A few bug reports have been trickling in since I last released a version of lrzip, which as I said last time is good and bad. It's helped direct my workflow on this, even though I keep trying to let it settle down. I'd love to leave the code since it mostly works quite well, and there is a common mantra that "release early, release often" is considered good, but in practice that doesn't seem to work. If you release stuff while it's still broken, it will get a bad reputation and people will dismiss it that time around and often not give it a chance again. So if there are show stopper bugs, they need attending to ASAP.
So anyway, the fact is that the fun part is implementing stuff rather than just fixing bugs, so for the next release I worked on doing both since I had to fix the bugs I knew about. I've mentioned before that lrzip breaks data into rzip streams and compresses each stream a block at a time. I had implemented multithreading by splitting that block up according to number of CPUs, but at the end of the stream, it waited to get all the blocks back before moving onto the next stream. For this release I moved the threading up earlier in the overall process, thus allowing the rzip stage to move onto the next stream while the back end threads are still busy compressing data from the previous stream. This means that if a file is large enough (greater than approximately 2/3 ram), once all CPUs are in use with back end threads, they should remain in use until the end of the file is reached. This speeds up compression on large files on SMP machines.

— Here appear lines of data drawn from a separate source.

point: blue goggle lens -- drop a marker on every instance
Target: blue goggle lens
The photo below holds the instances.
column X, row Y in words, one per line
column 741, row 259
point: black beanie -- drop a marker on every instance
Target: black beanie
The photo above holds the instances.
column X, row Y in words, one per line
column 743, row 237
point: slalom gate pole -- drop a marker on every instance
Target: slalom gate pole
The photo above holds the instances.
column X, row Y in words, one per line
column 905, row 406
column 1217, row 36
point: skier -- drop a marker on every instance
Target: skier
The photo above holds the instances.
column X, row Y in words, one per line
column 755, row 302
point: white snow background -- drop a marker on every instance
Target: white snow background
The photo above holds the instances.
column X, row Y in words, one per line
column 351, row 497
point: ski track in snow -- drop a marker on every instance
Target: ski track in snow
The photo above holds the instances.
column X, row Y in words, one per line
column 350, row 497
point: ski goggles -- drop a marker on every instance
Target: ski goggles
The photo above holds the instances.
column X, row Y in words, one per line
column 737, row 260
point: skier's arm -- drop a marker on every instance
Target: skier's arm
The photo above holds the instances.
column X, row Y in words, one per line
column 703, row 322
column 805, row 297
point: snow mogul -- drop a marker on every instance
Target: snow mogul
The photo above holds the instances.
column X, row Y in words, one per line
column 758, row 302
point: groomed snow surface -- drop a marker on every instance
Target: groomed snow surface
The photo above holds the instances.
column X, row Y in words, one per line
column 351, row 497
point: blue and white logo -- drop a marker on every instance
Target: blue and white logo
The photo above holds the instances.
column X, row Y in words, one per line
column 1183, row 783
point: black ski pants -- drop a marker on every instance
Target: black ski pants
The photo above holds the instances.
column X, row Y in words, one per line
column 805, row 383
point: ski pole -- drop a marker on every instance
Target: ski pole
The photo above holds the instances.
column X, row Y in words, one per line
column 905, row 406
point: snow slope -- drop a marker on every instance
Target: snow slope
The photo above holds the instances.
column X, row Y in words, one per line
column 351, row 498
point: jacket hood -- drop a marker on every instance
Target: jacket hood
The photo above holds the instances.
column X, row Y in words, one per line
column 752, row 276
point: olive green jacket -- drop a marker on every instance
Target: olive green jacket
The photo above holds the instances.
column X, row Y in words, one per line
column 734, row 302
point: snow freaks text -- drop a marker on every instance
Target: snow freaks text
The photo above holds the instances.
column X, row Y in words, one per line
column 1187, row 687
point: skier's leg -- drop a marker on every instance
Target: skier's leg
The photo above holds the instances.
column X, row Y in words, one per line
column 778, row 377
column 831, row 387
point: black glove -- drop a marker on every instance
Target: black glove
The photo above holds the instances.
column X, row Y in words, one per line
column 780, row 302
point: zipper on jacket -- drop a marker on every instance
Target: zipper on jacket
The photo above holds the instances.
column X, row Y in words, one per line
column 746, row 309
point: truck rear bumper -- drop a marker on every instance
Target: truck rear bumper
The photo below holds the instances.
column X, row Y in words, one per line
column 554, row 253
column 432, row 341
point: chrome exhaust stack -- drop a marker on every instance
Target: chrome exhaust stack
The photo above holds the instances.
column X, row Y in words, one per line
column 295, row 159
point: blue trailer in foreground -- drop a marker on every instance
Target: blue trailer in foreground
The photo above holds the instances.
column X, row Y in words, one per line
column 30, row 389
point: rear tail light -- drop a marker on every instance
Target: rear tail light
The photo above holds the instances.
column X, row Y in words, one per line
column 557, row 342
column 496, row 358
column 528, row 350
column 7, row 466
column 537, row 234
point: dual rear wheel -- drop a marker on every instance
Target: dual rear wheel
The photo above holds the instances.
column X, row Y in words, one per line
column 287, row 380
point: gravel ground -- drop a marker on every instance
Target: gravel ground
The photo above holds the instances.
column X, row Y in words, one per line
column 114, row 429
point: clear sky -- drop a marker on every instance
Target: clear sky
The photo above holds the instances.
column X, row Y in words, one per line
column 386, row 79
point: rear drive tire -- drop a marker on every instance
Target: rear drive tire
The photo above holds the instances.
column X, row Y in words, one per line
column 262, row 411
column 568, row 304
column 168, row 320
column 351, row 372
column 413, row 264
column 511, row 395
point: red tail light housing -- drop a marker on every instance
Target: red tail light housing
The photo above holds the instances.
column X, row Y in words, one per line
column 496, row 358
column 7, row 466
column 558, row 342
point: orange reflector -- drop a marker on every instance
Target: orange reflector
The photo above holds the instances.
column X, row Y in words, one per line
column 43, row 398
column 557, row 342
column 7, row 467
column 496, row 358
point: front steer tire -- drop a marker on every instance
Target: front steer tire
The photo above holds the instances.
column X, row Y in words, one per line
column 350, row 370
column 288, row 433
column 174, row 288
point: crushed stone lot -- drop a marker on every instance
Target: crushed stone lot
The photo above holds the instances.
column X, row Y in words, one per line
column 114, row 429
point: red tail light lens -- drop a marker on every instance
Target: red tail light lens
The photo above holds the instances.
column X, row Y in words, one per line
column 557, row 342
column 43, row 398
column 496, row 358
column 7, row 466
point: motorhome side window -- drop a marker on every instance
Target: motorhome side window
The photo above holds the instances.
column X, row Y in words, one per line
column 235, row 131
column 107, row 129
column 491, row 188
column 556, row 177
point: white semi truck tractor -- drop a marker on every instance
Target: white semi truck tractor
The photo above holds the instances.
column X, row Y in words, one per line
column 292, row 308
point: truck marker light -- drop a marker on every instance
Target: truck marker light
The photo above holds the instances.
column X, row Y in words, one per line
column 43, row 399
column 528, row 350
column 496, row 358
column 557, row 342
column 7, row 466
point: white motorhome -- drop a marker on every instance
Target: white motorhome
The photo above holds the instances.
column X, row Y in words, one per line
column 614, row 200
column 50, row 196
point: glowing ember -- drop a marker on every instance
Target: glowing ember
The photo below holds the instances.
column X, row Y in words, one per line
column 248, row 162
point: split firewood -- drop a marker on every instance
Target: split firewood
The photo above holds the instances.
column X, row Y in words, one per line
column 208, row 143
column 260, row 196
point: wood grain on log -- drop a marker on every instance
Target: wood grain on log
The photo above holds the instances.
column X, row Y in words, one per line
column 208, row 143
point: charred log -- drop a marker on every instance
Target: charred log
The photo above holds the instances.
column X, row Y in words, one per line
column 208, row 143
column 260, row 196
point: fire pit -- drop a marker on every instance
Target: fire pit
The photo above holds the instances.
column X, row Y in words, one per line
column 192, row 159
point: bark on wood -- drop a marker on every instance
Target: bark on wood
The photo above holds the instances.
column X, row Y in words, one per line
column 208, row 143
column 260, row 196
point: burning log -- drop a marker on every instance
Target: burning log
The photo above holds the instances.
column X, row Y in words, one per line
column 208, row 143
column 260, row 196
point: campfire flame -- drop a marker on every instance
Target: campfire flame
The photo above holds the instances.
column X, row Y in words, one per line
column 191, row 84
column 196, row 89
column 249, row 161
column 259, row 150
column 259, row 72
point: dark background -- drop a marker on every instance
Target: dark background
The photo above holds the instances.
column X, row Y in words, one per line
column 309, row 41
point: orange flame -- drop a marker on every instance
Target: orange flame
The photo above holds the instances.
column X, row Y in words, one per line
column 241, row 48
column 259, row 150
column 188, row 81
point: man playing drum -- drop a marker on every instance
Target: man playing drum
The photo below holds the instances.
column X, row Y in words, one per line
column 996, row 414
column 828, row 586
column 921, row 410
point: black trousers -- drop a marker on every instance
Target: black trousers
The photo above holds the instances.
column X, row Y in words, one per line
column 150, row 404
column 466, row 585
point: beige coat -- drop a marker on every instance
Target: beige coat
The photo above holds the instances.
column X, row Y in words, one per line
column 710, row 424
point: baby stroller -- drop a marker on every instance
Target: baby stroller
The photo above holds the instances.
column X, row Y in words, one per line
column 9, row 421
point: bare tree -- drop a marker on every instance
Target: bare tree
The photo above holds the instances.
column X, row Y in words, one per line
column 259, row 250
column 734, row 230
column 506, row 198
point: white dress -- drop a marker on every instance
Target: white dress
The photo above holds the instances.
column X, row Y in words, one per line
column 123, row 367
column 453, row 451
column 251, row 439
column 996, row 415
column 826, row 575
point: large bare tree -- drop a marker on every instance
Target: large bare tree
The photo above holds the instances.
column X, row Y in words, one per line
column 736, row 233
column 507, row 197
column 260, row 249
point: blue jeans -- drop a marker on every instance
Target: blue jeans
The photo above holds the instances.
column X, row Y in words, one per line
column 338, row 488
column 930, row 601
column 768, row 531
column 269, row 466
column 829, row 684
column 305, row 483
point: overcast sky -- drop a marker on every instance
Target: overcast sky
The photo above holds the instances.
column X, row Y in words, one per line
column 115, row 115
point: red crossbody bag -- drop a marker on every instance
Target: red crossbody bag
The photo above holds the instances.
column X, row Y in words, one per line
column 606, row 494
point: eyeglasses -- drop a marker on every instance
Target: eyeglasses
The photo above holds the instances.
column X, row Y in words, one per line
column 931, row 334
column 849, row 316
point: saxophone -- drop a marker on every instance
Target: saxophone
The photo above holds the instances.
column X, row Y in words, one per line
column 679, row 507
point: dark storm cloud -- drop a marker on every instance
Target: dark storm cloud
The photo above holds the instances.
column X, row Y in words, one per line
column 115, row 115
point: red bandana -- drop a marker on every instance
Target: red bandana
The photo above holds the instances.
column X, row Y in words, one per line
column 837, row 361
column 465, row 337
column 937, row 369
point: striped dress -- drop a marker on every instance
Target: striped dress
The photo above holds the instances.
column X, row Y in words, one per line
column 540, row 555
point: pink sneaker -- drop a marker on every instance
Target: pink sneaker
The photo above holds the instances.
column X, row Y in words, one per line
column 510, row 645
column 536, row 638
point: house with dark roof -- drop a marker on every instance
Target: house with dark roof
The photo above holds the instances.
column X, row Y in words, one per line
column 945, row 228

While looking for bugs to do with lzma compression failing due to running out of ram, I discovered why changing from level 7 compression to 9 compression did nothing... It's been a long time since the lzma library was imported into lrzip, and I had completely forgotten that it only goes up to level 7! The default lzma compression level is meant to be 5, so I've scaled it down now, meaning lrzip will now use the best all round compromise level for lzma. This also was affecting the window sizes internally used by the lzma library. At level 5, the windows are 16MB in size, and go up to 64MB for level 7. As one kind person noted in the comments on this blog, lzma uses up to 12x the memory of the compression window, so each thread would have been needing up to 800MB each. This explained why people were getting lzma failing on window sizes and complaining despite apparently enough ram. While the new level does lose slightly on compression, it does also improve compression speed significantly, and should pretty much eliminate lzma compression failing due to "too big window sizes".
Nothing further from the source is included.